FDA issues warning letters to India's largest drugmaker

The US Food and Drug Administration (FDA) has banned the import of more than 30 drugs made by Ranbaxy, India’s largest drugmaker. The ban - which includes generic copies of simvastatin (Zocor) and the antiviral drug acyclovir - covers the drugs made at two Ranbaxy plants which the FDA says failed to meet current Good Manufacturing Practice (cGMP) standards. 

The FDA investigated the two plants, in Dewas and Paonta Sahib, India, early in 2008. Investigators found ’significant cGMP deviations’, which include inadequate cross-contamination control, inadequate sterile processing operations, and a lack of record keeping. No safety issues have been found with the drugs themselves - and the regulator recommends patients continue to take any Ranbaxy medications they have been prescribed. 

Ranbaxy says it is disappointed by the ban, claiming that it had responded to each concern raised by the FDA and that progress was being made. The company adds that it will continue to work with the FDA to resolve the outstanding issues, and has hired former New York City mayor Rudolph Giuliani as an advisor and to review the compliance issues.

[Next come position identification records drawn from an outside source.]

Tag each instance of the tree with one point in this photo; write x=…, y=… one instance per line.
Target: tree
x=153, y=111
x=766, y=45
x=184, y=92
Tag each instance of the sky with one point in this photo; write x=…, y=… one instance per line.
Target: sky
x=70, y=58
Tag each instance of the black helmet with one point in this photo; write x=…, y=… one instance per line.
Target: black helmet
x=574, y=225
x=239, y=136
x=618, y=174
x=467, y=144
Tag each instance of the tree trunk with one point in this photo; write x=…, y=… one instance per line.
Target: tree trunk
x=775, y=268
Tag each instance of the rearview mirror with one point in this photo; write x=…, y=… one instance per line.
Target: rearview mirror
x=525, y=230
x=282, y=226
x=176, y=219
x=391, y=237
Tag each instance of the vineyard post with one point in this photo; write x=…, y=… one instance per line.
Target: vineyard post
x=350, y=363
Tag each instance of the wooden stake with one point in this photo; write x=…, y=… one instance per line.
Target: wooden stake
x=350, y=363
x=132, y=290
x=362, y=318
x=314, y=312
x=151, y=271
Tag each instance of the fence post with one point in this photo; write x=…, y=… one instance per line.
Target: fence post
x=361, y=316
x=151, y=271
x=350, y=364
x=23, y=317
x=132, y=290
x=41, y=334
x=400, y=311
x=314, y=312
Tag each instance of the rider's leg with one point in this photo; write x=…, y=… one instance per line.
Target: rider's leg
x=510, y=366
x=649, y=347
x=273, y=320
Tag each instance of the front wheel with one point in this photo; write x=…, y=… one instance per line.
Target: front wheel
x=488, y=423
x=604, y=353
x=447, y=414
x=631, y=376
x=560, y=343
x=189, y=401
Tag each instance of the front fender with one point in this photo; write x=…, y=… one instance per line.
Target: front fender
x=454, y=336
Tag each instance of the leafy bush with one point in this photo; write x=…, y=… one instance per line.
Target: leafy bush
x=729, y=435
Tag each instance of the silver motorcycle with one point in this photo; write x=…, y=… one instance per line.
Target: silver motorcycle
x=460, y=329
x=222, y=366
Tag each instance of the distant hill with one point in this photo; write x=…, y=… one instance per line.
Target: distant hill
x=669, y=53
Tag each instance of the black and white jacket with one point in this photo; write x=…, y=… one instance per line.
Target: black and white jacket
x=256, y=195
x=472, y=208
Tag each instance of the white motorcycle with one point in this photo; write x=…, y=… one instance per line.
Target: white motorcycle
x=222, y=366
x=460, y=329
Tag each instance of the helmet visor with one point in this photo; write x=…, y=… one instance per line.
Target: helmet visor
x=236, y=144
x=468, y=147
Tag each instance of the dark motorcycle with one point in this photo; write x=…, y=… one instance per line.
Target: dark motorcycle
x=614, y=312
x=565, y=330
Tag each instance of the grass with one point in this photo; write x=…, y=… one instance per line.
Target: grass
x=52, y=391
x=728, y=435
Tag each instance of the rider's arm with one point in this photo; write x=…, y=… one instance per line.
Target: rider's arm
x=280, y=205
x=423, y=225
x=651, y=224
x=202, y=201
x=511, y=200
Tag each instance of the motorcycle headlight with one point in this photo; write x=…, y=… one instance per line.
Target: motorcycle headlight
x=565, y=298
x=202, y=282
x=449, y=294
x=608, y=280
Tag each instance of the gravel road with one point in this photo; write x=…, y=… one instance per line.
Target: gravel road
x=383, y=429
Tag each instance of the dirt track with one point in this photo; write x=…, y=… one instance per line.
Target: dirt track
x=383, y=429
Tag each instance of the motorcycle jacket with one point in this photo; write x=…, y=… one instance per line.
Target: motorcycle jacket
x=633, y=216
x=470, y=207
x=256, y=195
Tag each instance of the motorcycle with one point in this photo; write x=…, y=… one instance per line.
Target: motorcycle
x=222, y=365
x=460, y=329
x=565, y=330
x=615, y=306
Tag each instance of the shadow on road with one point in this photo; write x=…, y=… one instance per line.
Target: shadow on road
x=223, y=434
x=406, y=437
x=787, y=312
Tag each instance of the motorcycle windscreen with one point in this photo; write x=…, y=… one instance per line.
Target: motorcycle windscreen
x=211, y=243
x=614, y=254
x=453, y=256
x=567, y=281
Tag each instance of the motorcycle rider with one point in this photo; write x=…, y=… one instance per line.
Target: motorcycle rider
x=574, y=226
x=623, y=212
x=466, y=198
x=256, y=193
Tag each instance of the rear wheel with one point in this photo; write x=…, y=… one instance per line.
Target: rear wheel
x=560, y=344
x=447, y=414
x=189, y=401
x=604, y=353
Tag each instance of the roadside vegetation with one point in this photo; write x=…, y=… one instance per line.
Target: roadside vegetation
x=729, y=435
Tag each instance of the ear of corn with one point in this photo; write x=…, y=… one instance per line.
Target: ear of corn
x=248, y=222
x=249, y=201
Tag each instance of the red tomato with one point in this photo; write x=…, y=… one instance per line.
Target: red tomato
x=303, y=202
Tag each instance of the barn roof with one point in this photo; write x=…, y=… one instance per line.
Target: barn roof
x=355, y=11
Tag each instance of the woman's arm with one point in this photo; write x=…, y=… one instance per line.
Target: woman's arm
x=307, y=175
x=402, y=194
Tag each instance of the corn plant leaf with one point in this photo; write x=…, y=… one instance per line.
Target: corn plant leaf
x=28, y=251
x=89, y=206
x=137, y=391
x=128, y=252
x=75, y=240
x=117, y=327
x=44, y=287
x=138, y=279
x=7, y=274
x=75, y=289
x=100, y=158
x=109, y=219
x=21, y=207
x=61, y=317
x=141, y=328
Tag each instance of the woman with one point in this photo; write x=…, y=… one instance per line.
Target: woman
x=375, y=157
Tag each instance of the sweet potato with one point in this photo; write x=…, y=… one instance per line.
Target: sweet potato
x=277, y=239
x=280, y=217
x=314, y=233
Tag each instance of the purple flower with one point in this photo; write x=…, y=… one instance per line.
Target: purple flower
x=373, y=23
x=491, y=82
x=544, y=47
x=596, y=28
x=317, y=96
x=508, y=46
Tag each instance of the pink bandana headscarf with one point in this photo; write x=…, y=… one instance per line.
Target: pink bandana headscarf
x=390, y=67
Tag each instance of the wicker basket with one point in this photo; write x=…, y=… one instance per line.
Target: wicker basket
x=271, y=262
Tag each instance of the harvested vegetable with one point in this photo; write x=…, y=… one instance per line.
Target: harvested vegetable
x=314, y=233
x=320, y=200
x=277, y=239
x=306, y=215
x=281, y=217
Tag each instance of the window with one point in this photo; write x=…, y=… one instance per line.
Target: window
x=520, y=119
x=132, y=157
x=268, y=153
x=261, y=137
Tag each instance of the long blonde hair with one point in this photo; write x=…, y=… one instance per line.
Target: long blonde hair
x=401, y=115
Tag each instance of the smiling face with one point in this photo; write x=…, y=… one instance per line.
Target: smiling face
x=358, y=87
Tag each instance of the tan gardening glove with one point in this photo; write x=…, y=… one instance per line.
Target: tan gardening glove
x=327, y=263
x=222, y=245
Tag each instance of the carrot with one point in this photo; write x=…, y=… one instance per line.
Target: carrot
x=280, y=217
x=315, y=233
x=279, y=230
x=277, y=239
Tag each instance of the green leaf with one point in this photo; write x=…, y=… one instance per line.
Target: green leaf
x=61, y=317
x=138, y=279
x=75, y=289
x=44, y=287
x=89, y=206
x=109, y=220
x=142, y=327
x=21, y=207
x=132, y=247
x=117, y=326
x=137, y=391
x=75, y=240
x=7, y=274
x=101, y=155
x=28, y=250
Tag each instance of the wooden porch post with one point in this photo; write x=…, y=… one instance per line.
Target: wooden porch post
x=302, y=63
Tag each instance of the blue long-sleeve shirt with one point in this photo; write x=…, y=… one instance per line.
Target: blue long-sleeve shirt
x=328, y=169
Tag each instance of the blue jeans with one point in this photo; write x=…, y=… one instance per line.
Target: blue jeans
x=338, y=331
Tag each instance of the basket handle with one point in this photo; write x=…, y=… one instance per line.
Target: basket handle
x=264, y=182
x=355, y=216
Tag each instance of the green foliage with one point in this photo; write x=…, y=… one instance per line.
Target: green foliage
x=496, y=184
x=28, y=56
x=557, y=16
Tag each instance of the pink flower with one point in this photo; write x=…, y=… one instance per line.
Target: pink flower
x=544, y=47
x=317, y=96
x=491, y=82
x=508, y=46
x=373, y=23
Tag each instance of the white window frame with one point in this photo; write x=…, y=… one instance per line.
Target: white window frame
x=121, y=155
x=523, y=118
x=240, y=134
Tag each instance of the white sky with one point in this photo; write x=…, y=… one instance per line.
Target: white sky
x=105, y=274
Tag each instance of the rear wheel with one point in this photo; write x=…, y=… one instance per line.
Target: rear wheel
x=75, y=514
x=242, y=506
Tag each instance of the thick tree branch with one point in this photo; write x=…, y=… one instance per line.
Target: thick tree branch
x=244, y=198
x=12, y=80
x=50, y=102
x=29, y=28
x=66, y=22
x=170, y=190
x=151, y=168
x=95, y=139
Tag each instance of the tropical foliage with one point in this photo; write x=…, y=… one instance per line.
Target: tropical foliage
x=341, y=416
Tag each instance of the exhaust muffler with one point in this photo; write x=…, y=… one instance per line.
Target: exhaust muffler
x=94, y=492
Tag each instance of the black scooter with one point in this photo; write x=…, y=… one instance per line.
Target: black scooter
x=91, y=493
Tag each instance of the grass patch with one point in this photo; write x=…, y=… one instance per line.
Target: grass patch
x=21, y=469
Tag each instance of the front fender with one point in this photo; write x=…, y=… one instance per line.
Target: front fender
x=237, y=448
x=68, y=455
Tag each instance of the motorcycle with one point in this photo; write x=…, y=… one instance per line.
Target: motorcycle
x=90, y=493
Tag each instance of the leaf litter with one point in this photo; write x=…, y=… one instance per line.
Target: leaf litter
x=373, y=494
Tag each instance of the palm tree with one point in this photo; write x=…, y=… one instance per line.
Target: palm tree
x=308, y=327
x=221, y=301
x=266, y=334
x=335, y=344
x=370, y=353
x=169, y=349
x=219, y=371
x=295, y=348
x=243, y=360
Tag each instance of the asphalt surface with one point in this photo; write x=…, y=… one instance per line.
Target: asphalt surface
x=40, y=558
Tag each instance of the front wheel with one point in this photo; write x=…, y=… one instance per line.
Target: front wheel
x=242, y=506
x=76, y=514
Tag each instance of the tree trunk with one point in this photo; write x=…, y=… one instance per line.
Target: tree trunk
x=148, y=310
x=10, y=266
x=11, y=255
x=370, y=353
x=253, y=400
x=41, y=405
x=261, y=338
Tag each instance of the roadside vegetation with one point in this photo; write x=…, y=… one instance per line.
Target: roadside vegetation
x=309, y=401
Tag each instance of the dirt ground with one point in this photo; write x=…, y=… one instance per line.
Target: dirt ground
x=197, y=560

The FDA had come under increasing pressure to act over ongoing investigations of the Indian firm. On 22 July, Democratic Congressmen John Dingell and Bart Stupak, key members of the US House of Representatives’ Energy and Commerce Committee, requested an array of documentation from the FDA to assess allegations the regulator had concerns about Ranbaxy drugs but had failed to pull them from the market.

A spokesperson for the European Medicines Agency (EMEA) told Chemistry World that none of the drugs implicated in the FDA’s action have central, EU-wide approval, so no action has been taken by the EMEA. However, several of the drugs have country-specific approval within the EU, so the relevant national authorities will need to investigate the impact of the FDA’s findings - work understood to be underway, the spokesperson added.